Plant staff concluded there were two issues it needed to address to mitigate this problem:
- Eliminate moisture ingress into the cabinet and reduce the probability of condensation.
- Ensure the interior of the cabinet is kept above freezing.
Staff evaluated the existing heating system and decided it was not adequate for the harsh Minnesota winters, so installation of a more robust heater took precedence (Fig 1). Also, the cabinets were not insulated, so personnel added 1-in.-thick foam insulation to the interior of the cabinet to help retain heat (Fig 2).
To reduce moisture ingress, the door seals were replaced with improved clamps, also seen in Fig 2, to provide a more positive seal. These measures also reduce the likelihood of condensation buildup inside the cabinet. Finally, a temperature monitor and a pilot indicator light were installed to confirm the heater is running and effectively heating the cabinet (Fig 3).
Results. The changes were implemented in fall 2012, and during winter 2013 there were no fuse failures in the starting system. When fuse failures occurred in the past, the unit had to be placed into a forced outage and taken off turning gear. Operators would then don arc-flash gear and ground and bond the bus bars before the fuse could be replaced. Process was quite time consuming. In addition, no replacements of the $1600 fuses have been incurred since the implementation of these changes.
Craig Birkett, Chuck Condon, Kevin Beske, Stuart Crum, and Doug Goodale
More accurate testing of demin water
Challenge. Pleasant Valley Station uses demin water for compressor washing, water injection, fuel-oil purging, etc. This ultrapure water is maintained below 0.5 µS conductivity and at a pH between 6 and 9.

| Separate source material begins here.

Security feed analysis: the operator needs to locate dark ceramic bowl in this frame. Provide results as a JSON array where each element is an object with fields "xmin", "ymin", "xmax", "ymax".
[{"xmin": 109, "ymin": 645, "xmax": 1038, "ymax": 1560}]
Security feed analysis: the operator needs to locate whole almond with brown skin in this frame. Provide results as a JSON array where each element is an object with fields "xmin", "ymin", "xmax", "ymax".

In the past, operators would draw a sample at the pump skid and then use handheld testing equipment in the plant lab to test the water. Through trial and error and some research, it was discovered that ultrapure water, in fact, has an affinity for carbon dioxide which can rapidly affect the results of the tests. To confirm, operators pulled the sample and immediately placed the handheld conductivity probe into the water and could see the value increasing in a matter of seconds.
Dissolved carbon dioxide also associates with water molecules to form carbonic acid; thus having the sample open to atmosphere was affecting pH readings, too. Personnel decided to change testing methods to increase the accuracy of results.
Solution. The station procured and installed a system to monitor pH and conductivity “in process” so that the water does not come into contact with air, and therefore, it is not getting contaminated by carbon dioxide (Fig 4).
The pH probe and conductivity probe are specifically designed for ultra-pure water and both output to a common controller for easy monitoring and calibration. This enables operators to more accurately track demin-water quality.